Page 1 of 1

loss of peripheral vision - advice please

PostPosted: Tue Nov 03, 2015 11:24 pm
by emmas2525
Hi, two and half weeks ago, I developed 3 large black spots in my peripheral vision in one eye. Within 24 hours it had reduced to 2 small gray spots. I sought medical advice and was sent to the hospital to the eye clinic and the doctor there said it was a visual migraine and would go of its own accord. A week later, it was still there so I went to my opticians who examined me who said the same thing. The only thing is, I still have the 2 small gray spots and its now 2 and half weeks since I first developed them. I would normally accept a medical diagnosis, particularly if I be told it twice, but its my vision and the spots still are there.
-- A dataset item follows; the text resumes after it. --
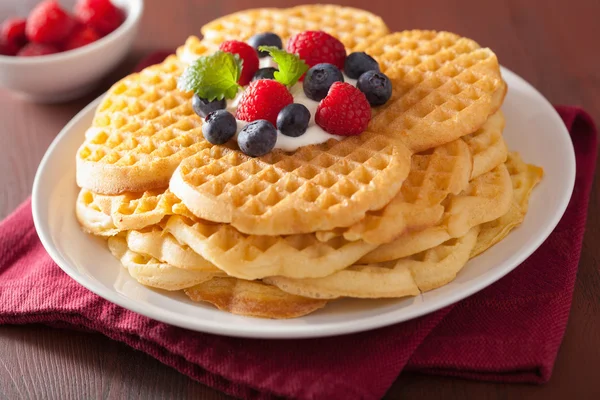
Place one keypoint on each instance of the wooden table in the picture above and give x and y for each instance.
(552, 44)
Does anyone else have anything else like this? Is this normal with FM?? Should I push this further or am I just being a worrier?? Thanks

Re: loss of peripheral vision - advice please

PostPosted: Wed Nov 04, 2015 9:01 pm
by changeoflife
Hi, I too have two black spots or floaters as I was told by the optician and the nurse at pain management clinic. I first noticed them a couple of years ago and went for an eye test, the examiner said it was probably migrains as some people don't get the headache just visual disturbances. Now two years on and diagnosed with fibro, the optician said it's quite normal to have what's called floaters that are small particles that could be removed by surgery but are quite harmless. I too was concerned as I had read that I could be a sign of MS. The nurse as pain clinic reassured me by saying it's quite common in people with fibro, so I'm not so concerned now although I does get rather annoying now and then.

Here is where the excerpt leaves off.